Le petit monde du football belge avait froncé les sourcils : un joueur du Barça à Bruges ? En octobre 2011, Gunther Schepens avait émis des doutes dans nos colonnes :  » Je pense qu’il ne faut pas recruter de médian espagnol pour le football belge. C’est un autre style de jeu. Ça me rappelle ma première année à Gand, avec Marc Van der Linden. Il jouait mal parce qu’il était trop bon ! Il pensait beaucoup plus vite que les autres et il jouait en un temps alors que nous n’y étions pas habitués.

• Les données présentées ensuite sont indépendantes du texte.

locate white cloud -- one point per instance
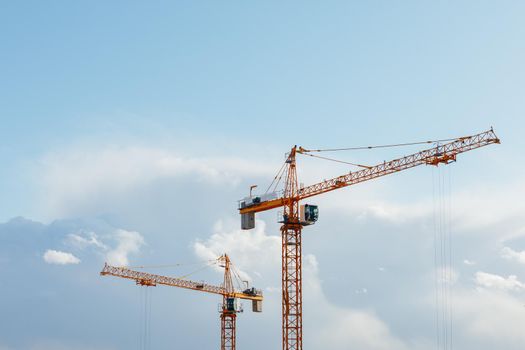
(83, 241)
(489, 280)
(128, 242)
(488, 316)
(81, 175)
(335, 327)
(247, 249)
(60, 258)
(511, 254)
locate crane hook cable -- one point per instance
(336, 160)
(303, 150)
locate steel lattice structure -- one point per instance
(292, 315)
(228, 312)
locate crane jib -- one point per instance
(440, 154)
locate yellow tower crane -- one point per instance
(230, 306)
(295, 216)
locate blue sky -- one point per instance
(155, 118)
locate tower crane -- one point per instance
(229, 308)
(295, 216)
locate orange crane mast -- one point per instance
(230, 297)
(296, 216)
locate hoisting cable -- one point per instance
(277, 178)
(337, 160)
(378, 146)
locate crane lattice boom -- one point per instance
(148, 279)
(444, 153)
(294, 216)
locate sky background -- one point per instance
(129, 130)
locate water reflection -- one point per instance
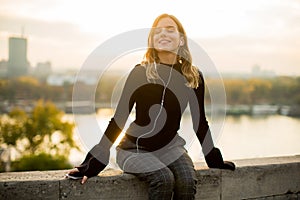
(240, 137)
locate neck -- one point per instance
(167, 57)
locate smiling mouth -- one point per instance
(164, 41)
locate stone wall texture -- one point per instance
(263, 178)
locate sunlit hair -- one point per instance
(184, 57)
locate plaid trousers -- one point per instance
(168, 178)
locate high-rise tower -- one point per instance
(17, 59)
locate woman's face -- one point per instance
(166, 36)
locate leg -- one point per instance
(150, 169)
(185, 178)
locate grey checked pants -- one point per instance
(167, 180)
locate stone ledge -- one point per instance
(262, 178)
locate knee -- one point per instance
(165, 179)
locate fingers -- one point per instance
(72, 171)
(84, 179)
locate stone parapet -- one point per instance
(262, 178)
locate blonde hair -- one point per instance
(190, 72)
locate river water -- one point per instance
(238, 137)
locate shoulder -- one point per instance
(137, 71)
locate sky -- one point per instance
(236, 34)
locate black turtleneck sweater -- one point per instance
(157, 130)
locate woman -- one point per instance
(160, 87)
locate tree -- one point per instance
(42, 133)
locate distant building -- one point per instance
(3, 68)
(87, 78)
(18, 64)
(43, 70)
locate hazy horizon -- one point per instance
(236, 35)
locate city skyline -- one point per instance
(237, 35)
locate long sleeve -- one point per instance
(98, 157)
(200, 124)
(213, 156)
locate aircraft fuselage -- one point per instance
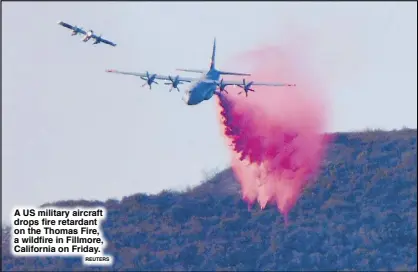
(200, 90)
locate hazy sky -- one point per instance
(72, 131)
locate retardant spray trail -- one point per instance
(276, 134)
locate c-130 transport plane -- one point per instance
(87, 34)
(202, 88)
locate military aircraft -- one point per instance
(206, 86)
(87, 34)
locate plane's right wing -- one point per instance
(156, 76)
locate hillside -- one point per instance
(359, 215)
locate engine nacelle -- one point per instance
(209, 95)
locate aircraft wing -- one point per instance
(240, 83)
(107, 42)
(145, 75)
(79, 30)
(103, 40)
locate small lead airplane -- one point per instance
(87, 35)
(202, 88)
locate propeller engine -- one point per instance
(174, 83)
(222, 86)
(75, 31)
(149, 80)
(246, 87)
(98, 39)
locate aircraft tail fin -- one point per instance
(212, 60)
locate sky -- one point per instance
(72, 131)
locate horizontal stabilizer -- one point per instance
(192, 70)
(233, 73)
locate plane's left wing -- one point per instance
(103, 40)
(155, 76)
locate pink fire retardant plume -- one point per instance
(276, 133)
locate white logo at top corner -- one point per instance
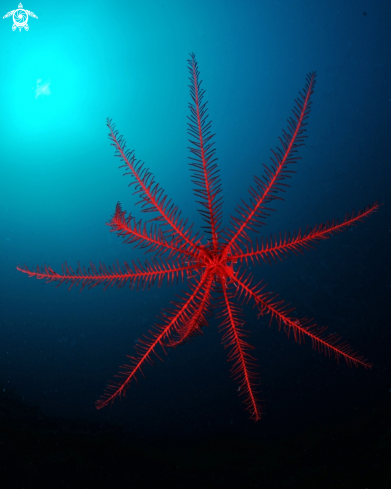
(20, 16)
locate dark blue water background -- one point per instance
(60, 183)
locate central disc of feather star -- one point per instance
(218, 270)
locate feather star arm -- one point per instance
(138, 275)
(274, 247)
(251, 216)
(243, 362)
(268, 303)
(147, 346)
(136, 233)
(204, 169)
(151, 195)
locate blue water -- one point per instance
(82, 62)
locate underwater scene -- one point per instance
(195, 233)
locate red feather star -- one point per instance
(208, 264)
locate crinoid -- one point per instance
(208, 263)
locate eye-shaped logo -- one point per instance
(20, 16)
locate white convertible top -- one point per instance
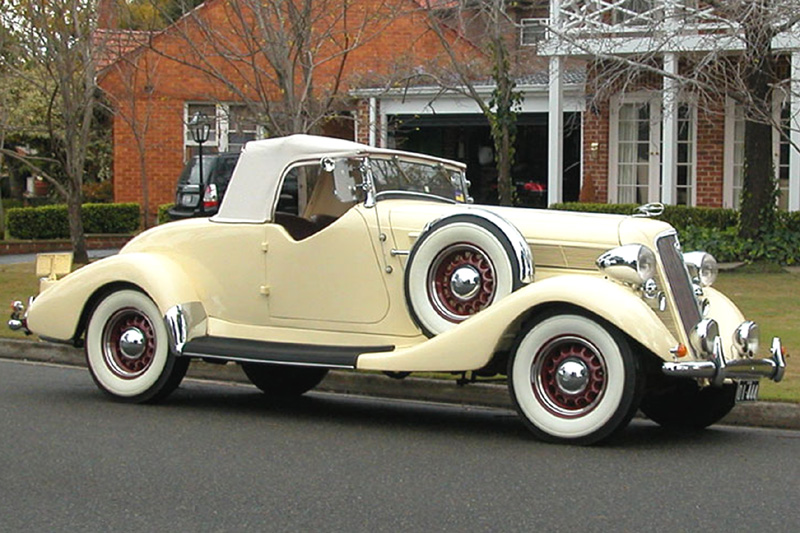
(257, 175)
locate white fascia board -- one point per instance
(430, 102)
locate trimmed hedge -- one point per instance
(50, 222)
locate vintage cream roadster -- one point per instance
(327, 254)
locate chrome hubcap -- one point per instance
(465, 282)
(132, 343)
(568, 376)
(128, 343)
(572, 376)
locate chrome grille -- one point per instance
(678, 279)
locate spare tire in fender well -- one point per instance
(461, 264)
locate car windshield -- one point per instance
(191, 172)
(404, 175)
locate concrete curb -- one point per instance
(758, 414)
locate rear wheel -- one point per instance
(688, 406)
(573, 379)
(282, 381)
(127, 349)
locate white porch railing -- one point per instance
(620, 17)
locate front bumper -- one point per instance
(717, 368)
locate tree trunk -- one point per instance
(77, 236)
(758, 193)
(504, 158)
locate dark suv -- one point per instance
(194, 198)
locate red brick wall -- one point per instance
(596, 122)
(595, 153)
(710, 153)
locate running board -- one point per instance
(249, 351)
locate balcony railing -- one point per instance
(633, 26)
(595, 18)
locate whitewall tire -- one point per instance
(573, 379)
(455, 270)
(127, 349)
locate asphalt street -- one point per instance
(217, 457)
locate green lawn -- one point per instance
(771, 299)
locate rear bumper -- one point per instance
(717, 368)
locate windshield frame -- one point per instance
(364, 171)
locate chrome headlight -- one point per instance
(632, 263)
(745, 338)
(702, 268)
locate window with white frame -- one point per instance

Or, Barcelone B joue comme Barcelone A. L’équipe est constamment en mouvement. Nul ne joue ainsi en Belgique. Vous ne me ferez pas dire que Vazquez est mauvais mais je ne l’aurais pas recruté pour notre championnat.  »

Des lignes plus lâches

De fait, Vazquez a dû s’adapter. Il avait quitté Barcelone et se retrouvait plongé dans une autre culture, dans un football très différent, aussi. Lisez donc le livre de Pep Guardiola sur son Barça… Il jouait en bloc, coulissait de gauche à droite, d’avant en arrière, bien regroupé afin d’exercer une pression rapide en perte de balle. A Bruges, il a découvert une équipe aux lignes nettement plus lâches et il a été contraint à courir beaucoup plus qu’il n’en avait coutume.

Adrie Koster, son premier entraîneur à Bruges, en a tenu compte. Le 28 septembre 2011, il déclarait :  » Vazquez est un joueur très important à mes yeux. Son calme ballon au pied me séduit, comme ses changements spontanés de flanc. Certes, il n’est pas encore capable de tenir un match entier mais c’est normal car ses blessures ne lui ont pas permis de jouer beaucoup depuis un an et demi.  »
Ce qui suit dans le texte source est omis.